Marc Hurtado – Tous les personnages mis en scène dans le film sont tous scrupuleusement issus des rites , des contes et légendes de Jajouka, tels que nous les a racontés Bachir Attar, chef des Maîtres Musiciens de Jajouka. Les écrits de Brion Gysin ont aussi été d’une grande aide pour mettre en scène certains rites, comme ceux du singe par exemple, qui ne sont plus perpétrés au village de nos jours, mais qui ont été très bien décrits par Brion Gysin dans plusieurs de ses livres.
Rien n’est inventé, un croisement constant s’effectue tout au long du film entre le temps mythique de la légende, celui de la fondation des rites et le temps actuel de la perpétuation de ces mêmes rites.

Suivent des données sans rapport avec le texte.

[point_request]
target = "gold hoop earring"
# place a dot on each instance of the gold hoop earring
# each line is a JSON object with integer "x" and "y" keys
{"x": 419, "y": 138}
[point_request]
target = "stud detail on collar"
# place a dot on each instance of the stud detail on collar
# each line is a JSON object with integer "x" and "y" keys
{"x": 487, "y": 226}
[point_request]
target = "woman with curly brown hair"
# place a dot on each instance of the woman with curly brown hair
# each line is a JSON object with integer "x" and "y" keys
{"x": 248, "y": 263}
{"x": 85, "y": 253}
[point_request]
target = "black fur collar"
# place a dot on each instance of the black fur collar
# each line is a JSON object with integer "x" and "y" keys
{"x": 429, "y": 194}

Il est intéressant d’ailleurs de voir comment certains personnages, par exemple Aisha Kandisha, la démone des montagnes est interprétée dans la réalité par un homme travesti.
Par contre, il est vrai que nous avons volontairement tourné le film sous une forme très poétique, ce qui donne au film cette esthétique d’un conte vieux de plus de mille ans dont les pages sont creusées dans la terre de Jajouka.
Mais, au fait, comment / par quoi fait-on le distinguo entre les œuvres de Marc Hurtado, celles de Etant Donnés et celles de Éric et Marc Hurtado ?
Marc Hurtado – Pendant de longues années j’ai laissé croire que mes films tournés en pellicule cinéma 8MM étaient réalisés à deux, ils étaient présentés en tant que « films de Etant Donnés », puis en 2009, à l’occasion d’une rétrospective de mes films au Festival ” Cinéma du Réel” à Beaubourg, j’ai décidé de dévoiler que tous les films de Etant Donnés étaient en fait réalisés par moi seul.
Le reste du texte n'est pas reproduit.